Luz, Câmera, Ação! Um ato cinematográfico que trazemos com o potencial de Ver, Rever e Transver. Trazer a luz para Ver, enxergar, aprender com as experiências, com as bagagens de cada um, com o que já foi construído, reconhecimento do que se foi até aqui, individual e coletivamente. Um olhar desperto. No corpo de uma câmera, o diafragma tem a função de abrir a máquina para regular a intensidade da luz que entra, assim como os tipos de frequência dos raios solares. É a pupila da câmera, parte que traz a profundidade de campo, intensidade de luz e foco para captura da realidade. Buscar a câmera para rever, seja uma realidade exterior e concreta, seja um pensamento que precisa se materializar. Câmera que registra, que congela um momento, apreende e grava um movimento, pausa, eterniza o efêmero (ou pelo menos nos dá a impressão que sim), e cria a  possibilidade de ver de novo, de voltar a algum tempo e espaço através da imagem e de dialogar com a impermanência das coisas. Nessa perspectiva, podemos transformar pedaços de madeira e 1 olho mágico em uma claquetocâmera imaginária, um dispositivo para transver o mundo. Transver é ação. Entrar em cena, atuar, atores e diretores do filme que é a vida. Rever histórias, roteiros, diálogos, improvisações e cenários, despertando nossa capacidade de visualizar mundos mais alinhados com o olhar do coração. Assim como o coração tem seu ritmo vital do qual não se pode prescindir, o movimentar do corpo nos traz vitalidade e faz com que nossos órgãos criem visão e nos tornem mais aptos, se não para a materialização completa do mundo que queremos, pelo menos para a visualização das formas almejadas.

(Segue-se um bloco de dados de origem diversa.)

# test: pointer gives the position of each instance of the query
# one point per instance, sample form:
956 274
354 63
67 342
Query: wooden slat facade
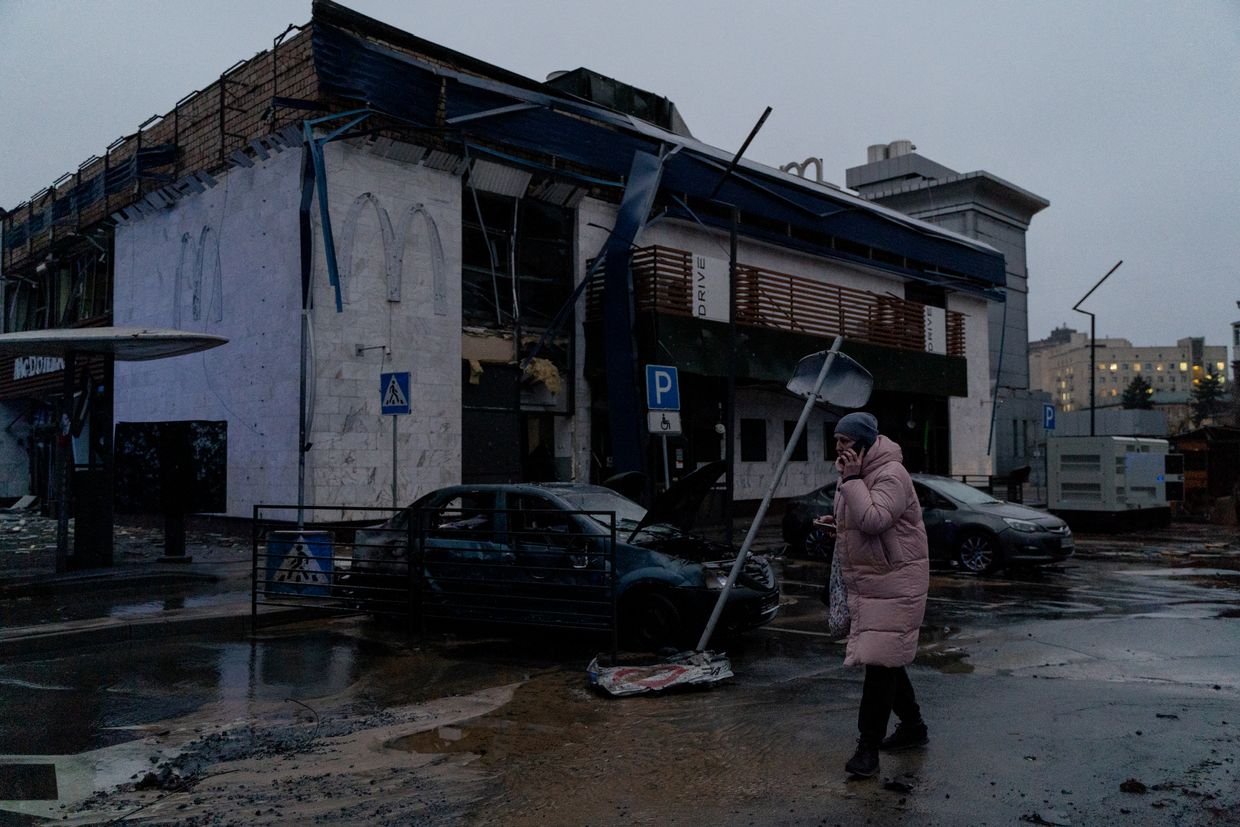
664 279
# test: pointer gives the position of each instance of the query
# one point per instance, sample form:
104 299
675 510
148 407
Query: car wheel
650 621
819 544
978 553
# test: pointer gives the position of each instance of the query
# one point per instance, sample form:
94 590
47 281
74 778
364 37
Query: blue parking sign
394 393
662 388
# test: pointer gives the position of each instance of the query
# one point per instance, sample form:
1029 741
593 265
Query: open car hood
680 504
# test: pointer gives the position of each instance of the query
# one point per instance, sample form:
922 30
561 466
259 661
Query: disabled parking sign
394 393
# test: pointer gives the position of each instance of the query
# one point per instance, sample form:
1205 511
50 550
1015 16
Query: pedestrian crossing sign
394 393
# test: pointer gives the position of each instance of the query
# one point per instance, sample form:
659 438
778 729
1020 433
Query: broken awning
532 118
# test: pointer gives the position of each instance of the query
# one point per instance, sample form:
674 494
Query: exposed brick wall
203 138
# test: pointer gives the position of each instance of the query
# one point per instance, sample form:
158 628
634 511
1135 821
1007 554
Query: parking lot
1102 691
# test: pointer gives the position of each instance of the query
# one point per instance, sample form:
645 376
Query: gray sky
1114 110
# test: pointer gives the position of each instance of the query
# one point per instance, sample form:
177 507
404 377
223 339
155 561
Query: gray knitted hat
861 427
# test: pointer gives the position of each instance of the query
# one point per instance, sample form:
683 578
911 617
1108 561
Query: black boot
864 760
905 737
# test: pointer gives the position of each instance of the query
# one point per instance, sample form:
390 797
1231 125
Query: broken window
502 236
63 290
753 440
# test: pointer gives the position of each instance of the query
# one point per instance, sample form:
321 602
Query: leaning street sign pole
853 391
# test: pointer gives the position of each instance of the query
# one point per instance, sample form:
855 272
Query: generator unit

Podemos até certo ponto comparar o sistema humano com câmeras, mas devemos nos lembrar que temos a capacidade de captar e projetar a luz que vem de fora, e também a capacidade de captar e projetar a luz que vem de dentro. Abrir o olho-coração pode ser o caminho para sairmos do padrão do ‘traço acostumado’, da ‘expressão reta que não sonha’ que Manoel de Barros denuncia. Há sérios indícios de que a forma sisuda e rígida com que alguns mundos conhecidos têm insistido em caminhar esteja causando estragos no grande corpo de que somos células. Há hilários indícios de que as estruturas rígidas estão precisando relaxar e de que o conhecimento precisa de outras vias, as mais divertidas, inspiradoras e excitantes. Para concluir este manifesto, trazemos esta poesia audiovisual.

POEMA MIRADA
Por Juliana Guerra Motta

Uma câmera
Um olho
Que para se humanizar
precisa de um observador
Para emprestar alma
Para animar o olhar
O observador desperto
acorda no objeto observado
uma resposta quântica
Que pode ser de amor
Que pode ser de vazio
Que pode ser de dor
Para despertar a resposta amorosa
O observador e observado
precisam saber-se
faroleiros
capazes de iluminar
seu próprio potencial humano
no outro
em si
 
Uma câmera
ultra sensível
Um coração
Olho interno
me abro, diafragma
quero captar a luz
de forma que me revele
apta para o mundo que desejo
Quero a luz branda da manhã?
Ou aquela do fim da tarde?
A do meio dia que me desfará
momentaneamente as sombras?
Quero a luz de Deus
um clarão da transvisão
Alternado com as cores do fim do dia
Que reúna o visto, o não visto
A sombra e a água que refresca
E que me revele
A existência do mundo que quero
Ainda apenas esquecido
a espera, na espreita
nos 10 segundos para um disparo
No lugar que mais sei
de mim.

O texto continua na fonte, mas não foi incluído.